Monday, February 13, 2006

UK Terrorism Bill appears to impact ISPs

A "Terrorism" bill in UK Parliament, as amended in the House of Lords on January 25, 2006, looks like it could have considerable impact on ISPs. The first section of the bill, titled "Encouragement of terrorism," makes it a crime to publish a statement or cause another to publish a statement with the intended effect (or with recklessness to the possibility of such an effect) of directly or indirectly encouraging members of the public "to commit, prepare or instigate acts of terrorism or Convention offences." "Indirect encouragement" means "the making of a statement describing terrorism in such a way that the listener would infer that he should emulate it."

The second section of the bill, titled "Dissemination of terrorist publications," is more problematic. It makes it a crime to disseminate terrorist publications "with the intention of directly or indirectly encouraging or inducing the commission, preparation or instigation of acts of terrorism, or of providing information with a view to its use in the commission or preparation of such acts" (or with recklessness to the possibility of such an effect). The definition of "dissemination of terrorist publications" is extremely broad, and includes those who "provide a service to others that enables them to obtain, read, listen to, or look at such a publication, or to acquire it by means of a gift, sale, or loan" and anyone who "transmits the content of such a publication electronically" or "has such a publication in possession with a view to its becoming the subject of conduct" falling within any of the preceding sections (including transmission).

This means that mere possession of such material isn't a crime, but possession with intent to transmit (e.g., hosting or having it in a location shared via P2P) is a crime, as is the transmission itself (if done with intent or recklessness).

The proposed statute provides that someone accused of this crime has an affirmative defense by showing that the material does not express their views and did not have their endorsement and that it was "clear, in all circumstances of the conduct" that those two conditions were met--except in the case of a notification from a constable in section 3 (which applies sections 1 and 2 to "Internet activity").

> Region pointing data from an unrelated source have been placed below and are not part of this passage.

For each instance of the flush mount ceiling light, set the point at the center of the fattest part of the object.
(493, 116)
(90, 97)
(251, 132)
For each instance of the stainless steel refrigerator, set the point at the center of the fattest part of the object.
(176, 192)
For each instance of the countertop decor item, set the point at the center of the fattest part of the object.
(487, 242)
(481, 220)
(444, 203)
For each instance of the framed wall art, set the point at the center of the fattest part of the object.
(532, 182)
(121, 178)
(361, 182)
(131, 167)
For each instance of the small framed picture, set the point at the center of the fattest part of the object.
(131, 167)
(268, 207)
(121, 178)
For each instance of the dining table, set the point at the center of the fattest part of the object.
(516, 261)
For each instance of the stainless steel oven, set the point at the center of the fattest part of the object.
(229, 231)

This notification provision is similar in many respects to the Digital Millennium Copyright Act (DMCA) in the United States--if a constable provides notification to a "relevant person" that he is hosting "terrorist publications," that person has two working days to take down the material, or else it is then deemed to have endorsed the publication (unless they have a "reasonable excuse" for their failure to take it down). Unlike the DMCA, there is no counter-notice provision.

The section about Internet activity doesn't define how the constable determines who to notify, or who is responsible for material located downstream of an ISP. If providers are responsible for anything downstream, then this could force an upstream provider to blackhole a server IP that provides many websites to many customers because of illicit content provided by one person. It's also not clear whether a provider could be held responsible for material that it transmits but does not host--in which case this would force ISPs operating in the UK into acting as managed content filtering service providers for the UK government any time a constable designates online material as a "terrorist publication."

The offense carries a maximum prison sentence of seven years.

1 comment:

spyder said...

I can only guess, but somewhere in the law, there must be a very clearly defined semiotic for the term "terrorism." To leave that term open-ended is extraordinarily dangerous, as it allows governmental entities to decide what is or what is not a perceived threat that creates a coercive force applied to policies, populations, or actions. The fact that one can access the manifestos of various groups and individuals online, from any number of sources, cached or not, suggests that one person's terrorism is another freedom fighting.

One could even take this to further illogical extremes and suggest that the blueprint of the Project for the New American Century for the US's future and the Strategic Defense Statement are representative of terrorism in terms of favoring use of nuclear weapons in pre-emptive strikes on populations to change the will of leadership of nations perceived as threats.

This sort of law is bad in so very many ways.